The Paris-Lyon line was completed in 1981 and its train was then speeding towards its destination at a then unimaginable 270 km/h. More lines were subsequently opened from Paris, so that today there are 2,647 kilometres of high-speed lines in use in France.
The Frncozos were followed by the Spanish with the “Alta Velocidad Espanola” (AVE), a high-speed link between Madrid and Seville, completed for the Spanish Expo 92.
The French experience was then applied by the Germans, who used a different model, as they did not build new lines and their “Intercity Express” (ICE) ran partly on longer sections prepared for high-speed trains and partly on existing lines.
Since 2000, high-speed trains have also been running in East Asia. In South Korea, the Seoul-Busan Korea Train Express ran in 2004, and on the west coast of Taiwan, a high-speed train linked Taipei with Kaohsiung using the shinkansen technique.
There on the roof of the world
But China has the largest network of high-speed trains and they form the backbone of the country’s transport infrastructure. China’s first railway, in 1876, was just 16 kilometres long, linking Shanghai to the nearby port of Woosung. The Chinese authorities were reluctant to allow the laying of the tracks, knowing that it would deprive the thousands of residents working as porters of their livelihood. Nor had China forgotten the defeats of the Opium Wars, when foreigners began to introduce new innovations, such as the railway, into the traditional life of the people.
The line had only been in use for a year when the Chinese provincial governor ordered it to be dismantled and shipped to Taiwan. It was only after Mao Tse-tung came to power in 1949 that China started to invest in its rail network, and by the end of the 20th century most of the country was more or less covered by rail. In 2001, only Tibet was still unreached by any railway line.
This hurt the Party, which wanted to use the rail link to secure control over restive Tibet. And they set about building it. To start with, they built an 800-kilometre link to Golmund, the traditional starting point towards Tibet.

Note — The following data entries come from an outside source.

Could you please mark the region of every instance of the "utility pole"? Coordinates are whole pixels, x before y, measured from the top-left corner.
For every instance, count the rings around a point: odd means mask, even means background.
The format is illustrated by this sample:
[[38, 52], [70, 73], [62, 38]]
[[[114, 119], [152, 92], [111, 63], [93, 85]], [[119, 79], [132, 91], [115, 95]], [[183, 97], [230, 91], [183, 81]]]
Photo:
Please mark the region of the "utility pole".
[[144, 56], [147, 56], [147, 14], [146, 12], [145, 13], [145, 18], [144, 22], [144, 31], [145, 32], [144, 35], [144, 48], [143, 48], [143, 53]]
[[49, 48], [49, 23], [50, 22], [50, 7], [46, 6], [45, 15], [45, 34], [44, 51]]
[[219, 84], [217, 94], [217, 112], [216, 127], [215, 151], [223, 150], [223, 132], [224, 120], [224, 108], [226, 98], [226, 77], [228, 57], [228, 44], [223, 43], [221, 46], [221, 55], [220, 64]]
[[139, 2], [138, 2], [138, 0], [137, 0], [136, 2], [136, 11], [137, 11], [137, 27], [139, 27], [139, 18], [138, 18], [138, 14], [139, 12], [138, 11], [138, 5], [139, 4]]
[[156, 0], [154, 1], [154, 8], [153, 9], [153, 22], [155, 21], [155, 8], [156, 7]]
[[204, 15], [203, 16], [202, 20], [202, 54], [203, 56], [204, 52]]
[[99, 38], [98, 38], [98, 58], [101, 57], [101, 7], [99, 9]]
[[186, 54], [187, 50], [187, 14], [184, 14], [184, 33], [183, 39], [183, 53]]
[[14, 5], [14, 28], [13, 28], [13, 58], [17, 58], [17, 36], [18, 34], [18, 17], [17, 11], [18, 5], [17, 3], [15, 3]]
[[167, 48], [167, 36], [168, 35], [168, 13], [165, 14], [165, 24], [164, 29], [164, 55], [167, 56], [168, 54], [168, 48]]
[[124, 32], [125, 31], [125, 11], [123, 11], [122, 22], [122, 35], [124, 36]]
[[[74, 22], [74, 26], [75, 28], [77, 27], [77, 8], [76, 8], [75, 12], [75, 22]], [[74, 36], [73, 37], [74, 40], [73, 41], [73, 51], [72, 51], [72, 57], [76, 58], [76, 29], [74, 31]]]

But to build the line to Lhasa, the capital of Tibet, it was necessary to lay tracks through permafrost, land that had been frozen for thousands of years. This did not stop the Chinese, who sent 100 000 workers to work in the most difficult conditions. Today, the Qinghai-Tibet Line high-speed train boasts the highest pass crossed by a railway line, the Tanggula Pass, at 5 072 metres. The Tanggula railway station is the highest in the world, as is the Fenhuoshan tunnel at 4095 metres.
Up to eight passenger trains can travel the route each day in both directions, and due to the thin air in Tibet, the train has a special ventilation system and each seat is equipped with its own oxygen inhaler. The windows are protected from ultraviolet rays and passengers must show a special health certificate when boarding the train in Golmund if they are travelling to Lhasa. Of course, there is always a doctor on board just in case.
China then continued to expand its high-speed train network. Some existing lines have been upgraded and most are completely new. In October 2010, China opened its fifteenth high-speed line, bringing the total number of high-speed lines to 8000 kilometres. Today, nearly 2 billion passengers travel on China’s high-speed trains.